We are looking for an experienced SRE to join us. This is a remote position and requires people to participate in on-call support rotations as needed.
Essential functions
- Develop a deep understanding of the traffic proxy/API Gateway platform, including its architecture, configurations, and dependencies.
- Collaborate with SREs and QA teams to investigate and resolve production and test environment issues.
- Participate in on-call support rotations as needed to ensure service reliability.
- Manage and maintain CI/CD pipelines, ensuring smooth and reliable release cycles.
- Own and execute release operations, including validation, rollout, and rollback procedures.
- Address customer questions and internal requests related to traffic behavior, configuration, or service interactions.
- Implement bug fixes, security patches, and compliance updates in a timely and safe manner.
- Proactively monitor and improve service performance, scalability, and efficiency.
- Contribute to new feature development and continuous improvements to enhance the platform’s robustness and developer experience.
- Maintain and improve observability, ensuring issues are quickly detected and diagnosed.
Qualifications
- Strong programming skills in Java or C++, with solid software engineering fundamentals.
- Deep understanding of distributed systems and high-performance infrastructure services.
- Experience operating or developing systems that process large-scale traffic (millions of RPS).
- Familiarity with Nginx or similar proxy and load balancer technologies.
- Working knowledge of networking concepts (TCP/IP, HTTP, TLS, DNS, routing).
- Experience with CI/CD pipelines, automated testing, and release processes.
- Familiarity with Linux systems, shell scripting, and containerized environments (e.g., Docker, Kubernetes).
- Experience with monitoring and observability tools (Prometheus, Grafana, Splunk, etc.) is a plus.
- Understanding of security and compliance practices for production services.
- Bachelor’s degree in Computer Science, Engineering, or a related field, or equivalent work experience.
Professional Experience
- 10+ years of software engineering experience, preferably in infrastructure or platform engineering.
- Prior experience supporting mission-critical production systems with strong uptime and performance requirements.
- Proven ability to debug complex, distributed systems and identify performance bottlenecks.
Soft Skills
- Self-motivated and capable of working independently with minimal guidance.
- Fast learner who thrives in large, complex system environments.
- Strong ownership mindset — takes initiative, drives issues to closure, and upholds operational excellence.
- Effective communicator and collaborator across engineering, SRE, and QA teams.
- Passionate about system reliability, scalability, and performance.
We offer
- Opportunity to work on cutting-edge projects
- Work with a highly motivated and dedicated team
- Competitive salary
- Flexible schedule
- Benefits package - medical insurance, vision, dental, etc.
- Corporate social events
- Professional development opportunities
- Well-equipped office
About us
Grid Dynamics (NASDAQ: GDYN) is a leading provider of technology consulting, platform and product engineering, AI,
and advanced analytics services.
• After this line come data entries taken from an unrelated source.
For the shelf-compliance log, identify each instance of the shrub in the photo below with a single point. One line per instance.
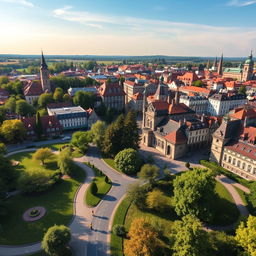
(128, 161)
(35, 181)
(119, 230)
(56, 239)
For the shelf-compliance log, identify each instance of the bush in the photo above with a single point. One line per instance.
(128, 161)
(119, 230)
(56, 239)
(35, 182)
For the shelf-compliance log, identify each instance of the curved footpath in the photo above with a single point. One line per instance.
(96, 242)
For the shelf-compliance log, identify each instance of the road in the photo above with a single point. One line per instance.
(98, 240)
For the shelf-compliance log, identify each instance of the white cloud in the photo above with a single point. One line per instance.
(22, 2)
(240, 3)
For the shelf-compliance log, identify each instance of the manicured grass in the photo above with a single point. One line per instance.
(58, 202)
(111, 163)
(103, 187)
(225, 209)
(116, 242)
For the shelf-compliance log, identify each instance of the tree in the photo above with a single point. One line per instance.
(156, 200)
(43, 154)
(3, 149)
(13, 130)
(38, 127)
(113, 135)
(10, 104)
(97, 132)
(56, 239)
(58, 94)
(7, 174)
(128, 161)
(242, 90)
(190, 239)
(45, 99)
(81, 140)
(131, 137)
(144, 240)
(194, 193)
(65, 162)
(149, 172)
(67, 98)
(84, 99)
(245, 235)
(137, 195)
(23, 108)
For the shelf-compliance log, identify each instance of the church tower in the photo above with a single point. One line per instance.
(44, 75)
(248, 69)
(220, 66)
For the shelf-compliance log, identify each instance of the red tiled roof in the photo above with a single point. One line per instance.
(243, 149)
(176, 137)
(111, 89)
(178, 109)
(33, 88)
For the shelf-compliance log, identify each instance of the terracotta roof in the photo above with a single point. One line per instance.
(194, 89)
(33, 88)
(111, 89)
(176, 137)
(179, 108)
(244, 149)
(160, 105)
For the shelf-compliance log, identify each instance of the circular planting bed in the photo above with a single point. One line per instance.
(33, 214)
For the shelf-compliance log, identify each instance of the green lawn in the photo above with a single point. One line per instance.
(116, 242)
(111, 163)
(103, 187)
(226, 211)
(58, 202)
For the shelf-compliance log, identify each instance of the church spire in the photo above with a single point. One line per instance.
(220, 71)
(43, 63)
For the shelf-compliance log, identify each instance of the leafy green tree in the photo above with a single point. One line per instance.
(13, 131)
(84, 99)
(23, 108)
(65, 162)
(131, 137)
(245, 235)
(7, 174)
(10, 104)
(45, 99)
(43, 154)
(113, 135)
(2, 114)
(194, 193)
(149, 172)
(38, 127)
(242, 90)
(58, 94)
(56, 240)
(81, 140)
(143, 239)
(128, 161)
(190, 239)
(137, 195)
(156, 200)
(97, 132)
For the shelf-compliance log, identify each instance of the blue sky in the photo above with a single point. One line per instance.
(142, 27)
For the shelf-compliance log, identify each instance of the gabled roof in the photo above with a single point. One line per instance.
(111, 89)
(33, 88)
(176, 137)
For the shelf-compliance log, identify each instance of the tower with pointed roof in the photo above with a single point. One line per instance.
(44, 75)
(248, 69)
(220, 66)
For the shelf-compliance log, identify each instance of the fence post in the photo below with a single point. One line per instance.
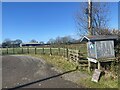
(35, 50)
(64, 51)
(58, 51)
(43, 51)
(7, 50)
(22, 50)
(50, 51)
(28, 50)
(13, 50)
(67, 52)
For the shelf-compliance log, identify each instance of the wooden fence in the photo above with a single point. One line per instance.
(70, 54)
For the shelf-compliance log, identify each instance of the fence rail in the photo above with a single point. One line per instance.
(70, 54)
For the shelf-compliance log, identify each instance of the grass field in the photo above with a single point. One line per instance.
(64, 65)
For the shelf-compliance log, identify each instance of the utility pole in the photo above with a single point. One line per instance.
(90, 17)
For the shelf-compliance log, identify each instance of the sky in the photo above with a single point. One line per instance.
(43, 20)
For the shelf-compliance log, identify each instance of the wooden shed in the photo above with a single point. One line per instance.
(99, 47)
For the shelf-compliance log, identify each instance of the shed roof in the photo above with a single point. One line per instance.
(98, 38)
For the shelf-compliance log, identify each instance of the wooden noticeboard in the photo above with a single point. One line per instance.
(96, 75)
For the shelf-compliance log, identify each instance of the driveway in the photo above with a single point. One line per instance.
(28, 72)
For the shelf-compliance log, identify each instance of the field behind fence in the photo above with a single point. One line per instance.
(71, 54)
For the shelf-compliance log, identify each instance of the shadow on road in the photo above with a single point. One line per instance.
(41, 80)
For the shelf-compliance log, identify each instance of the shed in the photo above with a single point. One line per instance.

Fusing technical vision with business acumen, we solve the most pressing technical
challenges and enable positive business outcomes for enterprise companies undergoing business transformation.
A key differentiator for Grid Dynamics is our 8 years of experience and leadership in
enterprise AI, supported by profound expertise and ongoing investment in
data,
analytics,
cloud & DevOps,
application modernization
and
customer experience.
Founded in 2006, Grid Dynamics is headquartered in Silicon Valley with offices across the Americas, Europe, and India.